Background

CRISPR-Cas9 technology enables gene knockouts (KO) and complete loss of protein translation in human cells, especially in primary cells (Seki and Rutz, 2018). In recently published research, we showed that combining an orthogonal human IL-2 and IL-2Rβ (ortho-hIL-2/ortho-hIL-2Rβ) system with CAR19 T cell therapy markedly enhanced the efficacy of the CAR T cell antitumor activity, in a well-established preclinical model of acute lymphoblastic leukemia (ALL) (Zhang et al., 2021). However, the unexpected deaths observed with high-dose ortho-hIL-2 led us to investigate mechanisms of toxicity. To explore whether T cell-mediated toxicity is related to acute xenogeneic graft-versus-host disease (GVHD) mediated through the T cell receptor (TCR), we knocked out the endogenous TCR of CAR T cells co-expressing ortho-hIL-2Rβ, using a CRISPR-Cas9 gene KO approach. We use guide RNAs (gRNA) targeting the TCR α constant (TRAC) and TCR β constant (TRBC) loci, followed by CD3 negative selection, resulting in TCR negative orthoCAR19 T cells.

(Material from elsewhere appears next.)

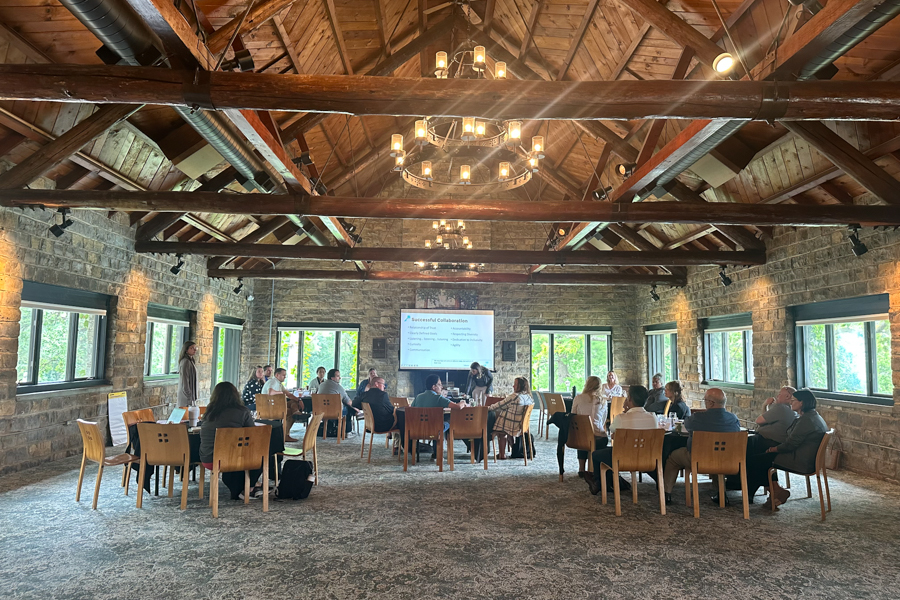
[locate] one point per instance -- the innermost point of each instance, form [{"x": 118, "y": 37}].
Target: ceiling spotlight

Gene silencing is a powerful approach to study gene function and to discern molecular mechanisms underlying complex human diseases. Previous studies have utilized RNA interference (RNAi), small interfering RNA (siRNA), or short hairpin RNA (shRNA) technologies to effectively knock down genes of interest (Berns et al., 2004; O’Keefe, 2013). However, these knockdown approaches do not result in complete loss of gene/protein expression or KO and can often result in off-target effects (Jackson et al., 2006).

The CRISPR-Cas9 genome editing system consists of two components: a “guide” RNA (gRNA) and a Cas9. The Cas9 protein is an endonuclease that uses gRNA to form base pairs with DNA target sequences, enabling Cas9 to introduce a site-specific double-stranded break in the DNA. Through RNA-directed Cas9 nucleases, the CRISPR-Cas9 system can modify DNA with greater precision than existing technologies, such as transcription activator-like endonuclease (TALEN), and zinc-finger nuclease (ZFN) (Conant et al., 2022). While both TALEN and ZFN are artificial structures formed by joining restriction endonucleases with DNA-binding protein domains, CRISPR-Cas9 technology takes advantage of the antiviral defense mechanism of prokaryotes to perform genome editing at the targeted DNA sequence (Khan, 2019). Recent work done by Cui et al. revealed that both TALEN and ZFN inevitably generated massive off-target effects when targeting human papillomavirus 16 (HPV16), while the CRISPR-Cas9 system was shown to be more efficient and specific (Cui et al., 2021). Therefore, CRISPR-Cas9 technology shows better efficiency, feasibility, and practicality in multi-role clinical applications, as compared to TALEN and ZFN. Inference of CRISPR Edits (ICE) was used to analyze CRISPR editing data in this study. ICE is a free and easy-to-use software tool that offers fast and reliable analysis of CRISPR experiments, highly comparable to that of next-generation sequencing (NGS) data. CRISPR editing can be assessed and analyzed by uploading the Sanger sequencing data and specifying a guide sequence(s). A knockout score will be generated, which represents the proportion of cells that have either a frameshift or insertion-deletion mutation (indels). This score is a useful means to quantify the number of contributing indels that are likely to result in a functional KO of the targeted gene.

Our results showed that the CRISPR-Cas9 system is easy to operate, has a short cycle time, low cost, higher accuracy, and is more controllable in targeting TCR α and TCR β genes together than existing technologies such as TALEN and ZFN. The combination of CRISPR/Cas9 with CD3 negative selection leads to a complete TCR depletion in orthoCAR19 T cells.